What Octreotide Is NOT

Octreotide is sometimes conflated with lanreotide (Somatuline Depot), another first-generation somatostatin analog. While both bind SSTR2 and SSTR5 and share clinical indications, they are chemically distinct peptides with different depot formulation technologies (PLGA microspheres vs. deep subcutaneous aqueous gel) and are not interchangeable without clinical re-evaluation.

Octreotide is also not a growth hormone secretagogue (contrast with sermorelin, CJC-1295, or ipamorelin), and it does not increase GH levels. It suppresses GH, making it the pharmacological opposite of GH-releasing peptides in the research peptide space.
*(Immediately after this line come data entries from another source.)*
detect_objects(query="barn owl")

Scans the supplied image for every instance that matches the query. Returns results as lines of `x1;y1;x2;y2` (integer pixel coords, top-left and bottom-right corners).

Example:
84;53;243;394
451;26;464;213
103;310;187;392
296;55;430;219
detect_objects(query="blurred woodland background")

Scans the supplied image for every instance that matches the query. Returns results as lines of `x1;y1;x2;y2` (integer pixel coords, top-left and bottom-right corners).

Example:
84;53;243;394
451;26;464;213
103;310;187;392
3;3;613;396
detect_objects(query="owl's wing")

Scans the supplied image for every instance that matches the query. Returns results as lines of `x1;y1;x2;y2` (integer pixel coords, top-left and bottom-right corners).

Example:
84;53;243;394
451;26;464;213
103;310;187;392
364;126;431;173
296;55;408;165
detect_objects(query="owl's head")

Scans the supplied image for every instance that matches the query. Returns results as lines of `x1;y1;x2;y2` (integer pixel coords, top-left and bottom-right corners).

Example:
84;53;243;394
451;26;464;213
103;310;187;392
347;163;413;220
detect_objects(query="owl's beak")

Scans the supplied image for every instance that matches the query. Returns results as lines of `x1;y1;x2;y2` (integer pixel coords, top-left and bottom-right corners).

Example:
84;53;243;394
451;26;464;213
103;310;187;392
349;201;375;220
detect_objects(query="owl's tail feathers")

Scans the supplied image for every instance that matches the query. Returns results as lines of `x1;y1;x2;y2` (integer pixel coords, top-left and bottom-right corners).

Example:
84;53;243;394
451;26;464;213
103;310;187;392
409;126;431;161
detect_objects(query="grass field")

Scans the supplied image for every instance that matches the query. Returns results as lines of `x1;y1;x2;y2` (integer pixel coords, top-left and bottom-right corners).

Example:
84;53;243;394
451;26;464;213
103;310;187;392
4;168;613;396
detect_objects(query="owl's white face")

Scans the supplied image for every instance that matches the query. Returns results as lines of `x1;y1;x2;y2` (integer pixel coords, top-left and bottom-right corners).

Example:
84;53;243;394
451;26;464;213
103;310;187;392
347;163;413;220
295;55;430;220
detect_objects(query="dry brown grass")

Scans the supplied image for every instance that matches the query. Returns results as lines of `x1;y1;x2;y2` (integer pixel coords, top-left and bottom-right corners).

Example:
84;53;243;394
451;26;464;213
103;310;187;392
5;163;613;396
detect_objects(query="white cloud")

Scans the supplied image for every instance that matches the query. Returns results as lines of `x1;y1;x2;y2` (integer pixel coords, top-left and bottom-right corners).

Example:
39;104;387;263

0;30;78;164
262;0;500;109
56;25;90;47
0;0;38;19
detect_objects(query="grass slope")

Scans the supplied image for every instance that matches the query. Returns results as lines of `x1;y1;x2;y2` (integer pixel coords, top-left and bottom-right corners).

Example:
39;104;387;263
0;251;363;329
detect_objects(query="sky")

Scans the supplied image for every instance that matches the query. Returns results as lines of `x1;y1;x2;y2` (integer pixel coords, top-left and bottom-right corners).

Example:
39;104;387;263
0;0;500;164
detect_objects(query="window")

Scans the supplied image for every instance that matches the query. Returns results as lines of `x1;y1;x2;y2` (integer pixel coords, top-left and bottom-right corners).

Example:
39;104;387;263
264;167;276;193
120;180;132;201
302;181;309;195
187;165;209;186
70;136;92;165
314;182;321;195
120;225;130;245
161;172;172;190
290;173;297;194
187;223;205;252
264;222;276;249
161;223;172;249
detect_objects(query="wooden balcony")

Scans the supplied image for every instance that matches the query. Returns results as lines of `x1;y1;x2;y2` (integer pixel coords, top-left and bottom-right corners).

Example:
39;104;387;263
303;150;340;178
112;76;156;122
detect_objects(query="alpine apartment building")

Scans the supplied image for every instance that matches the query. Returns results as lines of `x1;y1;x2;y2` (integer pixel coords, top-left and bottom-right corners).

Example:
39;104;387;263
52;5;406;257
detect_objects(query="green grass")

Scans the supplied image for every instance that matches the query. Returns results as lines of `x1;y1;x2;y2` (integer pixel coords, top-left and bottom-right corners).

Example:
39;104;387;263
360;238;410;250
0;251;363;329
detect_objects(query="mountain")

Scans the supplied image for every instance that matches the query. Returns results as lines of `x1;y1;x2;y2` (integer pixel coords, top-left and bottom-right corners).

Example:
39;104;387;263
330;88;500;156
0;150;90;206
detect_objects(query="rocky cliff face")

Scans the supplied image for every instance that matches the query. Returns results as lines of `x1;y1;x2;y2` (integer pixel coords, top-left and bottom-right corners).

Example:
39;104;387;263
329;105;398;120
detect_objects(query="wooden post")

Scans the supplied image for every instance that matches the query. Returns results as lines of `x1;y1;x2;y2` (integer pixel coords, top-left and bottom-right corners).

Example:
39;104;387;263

Octreotide should not be confused with pasireotide (Signifor), a second-generation multi-receptor somatostatin analog with different receptor binding profile, used for Cushing's disease and acromegaly refractory to first-line SSAs.

References

1. Lamberts SW, et al. Long-term treatment of acromegaly with the somatostatin analogue SMS 201-995. N Engl J Med. 1985;313(25):1576–1580.

2. Rinke A, et al. Placebo-controlled, double-blind, prospective, randomized study on the effect of octreotide LAR in the control of tumor growth in patients with metastatic neuroendocrine midgut tumors: a report from the PROMID Study Group. J Clin Oncol. 2009;27(28):4656–4663.

3. U.S. FDA. Sandostatin Injection (octreotide acetate) Prescribing Information. NDA 019667. Updated 2023.

4. U.S. FDA. Sandostatin LAR Depot (octreotide acetate for injectable suspension) Prescribing Information. NDA 021008. Updated 2024.

5. Gadelha MR, et al. Somatostatin analogues in acromegaly and gastroenteropancreatic neuroendocrine tumours: past, present and future. Endocr Relat Cancer. 2016;23(12):R551–R557. PMID 27697899.